Repubblica. Chi entra in farmacia con la ricetta del medico ha una possibilità altissima di tornarsene a casa con un medicinale vecchio o vecchiotto. L’84% dei prodotti della cosiddetta classe A, rimborsati dallo Stato, hanno infatti il brevetto scaduto, cioè hanno sulle spalle almeno 10 o 15 anni di età. Talvolta anche molti di più. Ci curiamo o affrontiamo fattori di rischio come ipertensione e colesterolo alto, quindi, con molecole piuttosto antiche e ne abbiamo a disposizione tantissime, pure troppe secondo alcuni esperti. Ci sono infatti tanti doppioni, medicinali diversi che però agiscono nello stesso modo.
Questo non significa che i farmaci non siano efficaci, perché anzi sono spesso fondamentali. Piuttosto bisognerebbe semplificare e magari anche risparmiare. Ad esempio, i soldi che gli italiani spendono di tasca propria per avere il farmaco di marca anziché il generico, cosiddetto equivalente. La spesa convenzionata, quella appunto per i prodotti acquistati in farmacia, in un anno equivale a 7,5 miliardi di euro. Ebbene, nel 2021, come certifica il rapporto Osmed redatto dall’Agenzia del farmaco Aifa, i cittadini hanno aggiunto 1,1 miliardi, pagando di tasca propria. Tra l’altro si tratta di una cifra piuttosto stabile negli ultimi anni. Già nel 2018 si è raggiunta quella cifra, che non è stata scalfita nemmeno dal Covid ed è rimasta la stessa per 4 anni.
La legge prevede che lo Stato rimborsi il valore del generico del farmaco senza brevetto di fascia A. Se il cittadino vuole il prodotto di marca, e cioè non si accontenta di Amoxicillina e Acido clavulanico (di solito i generici hanno il nome del principio attivo) ma pretende l’Augmentin, allora paga la differenza, che di solito è di qualche euro. In media succede nel 65% dei casi che si preferisca il brand. La percentuale è altissima se si confronta con quella di altri Paesi europei e certifica come in 26 anni i generici da noi non abbiano sfondato.
Il loro consumo è cresciuto ma molto lentamente. Succede così che per alcuni medicinali, come il Congescor (o altri prodotti di marca a base dello stesso principio) che si usa contro l’ipertensione, i cittadini spendano 53,3 milioni quando potrebbero avere gratis il farmaco equivalente a base di Bisoprololo.
I dubbi sull’efficacia dei generici sono sempre stati pochi e ormai non li ha più nessun esperto. Tra l’altro c’è un dato che serve a capire quanto siano equivalenti. È quello regionale. I consumi sono molto diversi a seconda della zona. In Lombardia, ad esempio, il 46,5% dei farmaci a brevetto scaduto acquistati sono equivalenti, in Campania il dato scende al 21,7%. In generale nelle Regioni a reddito più basso, quelle del Sud, si consumano più farmaci di marca ma non risulta che questo produca migliori risultati di salute.

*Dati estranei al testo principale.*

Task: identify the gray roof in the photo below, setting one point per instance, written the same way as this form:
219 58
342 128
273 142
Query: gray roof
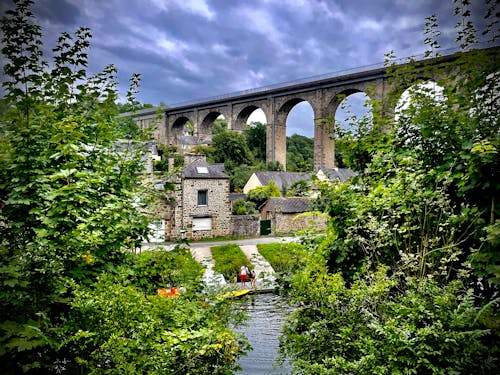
214 171
234 196
341 174
287 205
282 179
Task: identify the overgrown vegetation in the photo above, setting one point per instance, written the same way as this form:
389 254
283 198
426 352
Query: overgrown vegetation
286 259
406 279
228 260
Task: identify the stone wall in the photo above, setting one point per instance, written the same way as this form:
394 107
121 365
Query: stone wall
245 225
289 223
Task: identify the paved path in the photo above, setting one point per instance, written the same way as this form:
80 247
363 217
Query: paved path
211 278
201 253
246 241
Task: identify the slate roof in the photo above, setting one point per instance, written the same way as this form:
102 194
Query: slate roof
341 174
214 171
289 205
234 196
282 179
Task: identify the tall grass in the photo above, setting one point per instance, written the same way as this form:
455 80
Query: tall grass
228 260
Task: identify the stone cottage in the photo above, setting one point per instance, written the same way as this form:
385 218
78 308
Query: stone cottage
201 206
288 215
335 174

«Purtroppo c’è un’impostazione mentale delle persone in base alla quale fa meglio quello che costa dipiù. È difficile da scalfire — spiega il farmacologo Silvio Garattini, fondatore del Mario Negri di Milano — Basta pensare anche al successo degli integratori alimentari, che non sono necessari e costano tanto rispetto a quello che contengono».

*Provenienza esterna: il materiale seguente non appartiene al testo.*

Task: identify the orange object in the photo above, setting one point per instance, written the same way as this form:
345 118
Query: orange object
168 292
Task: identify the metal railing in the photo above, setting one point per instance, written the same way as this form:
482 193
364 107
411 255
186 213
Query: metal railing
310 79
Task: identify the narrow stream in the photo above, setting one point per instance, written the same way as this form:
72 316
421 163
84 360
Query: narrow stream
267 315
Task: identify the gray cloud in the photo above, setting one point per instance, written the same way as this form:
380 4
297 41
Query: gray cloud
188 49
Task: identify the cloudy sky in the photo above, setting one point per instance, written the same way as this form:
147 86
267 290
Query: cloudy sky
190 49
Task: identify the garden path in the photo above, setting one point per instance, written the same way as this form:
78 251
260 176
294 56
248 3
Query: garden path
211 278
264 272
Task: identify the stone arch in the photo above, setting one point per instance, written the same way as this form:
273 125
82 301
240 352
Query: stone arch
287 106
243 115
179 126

Il fatto che in farmacia ci siano prodotti vecchi, non vuol dire che l’industria non lavori su nuovi medicinali. Spesso sono contro il cancro o altre malattie gravi. Vengono detti da Aifa “Nuove entità terapeutiche” e l’anno scorso sono costati ben 8 miliardi. Non passano però dalle farmacie ma sono somministrati o distribuiti in ospedale. Ci sono poi prodotti costosi perché nuovi acquistati dalle Asl (per circa 2 miliardi l’anno) e distribuiti dalle stesse farmacie.

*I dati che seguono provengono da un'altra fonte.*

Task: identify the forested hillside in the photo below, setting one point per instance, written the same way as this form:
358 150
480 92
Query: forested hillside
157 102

«Restano settori sui quali non c’è quasi ricerca — dice Garattini — Mancano medicinali per le malattie rare, perché l’industria non ha interesse a produrli visto che poi ne venderebbe pochi e per patologie complesse e diffuse come Alzheimer e demenze. Quindi da una parte, ad esempio per ipertensione e colesterolo, abbiamo pure troppe armi a disposizione, dall’altra mancano».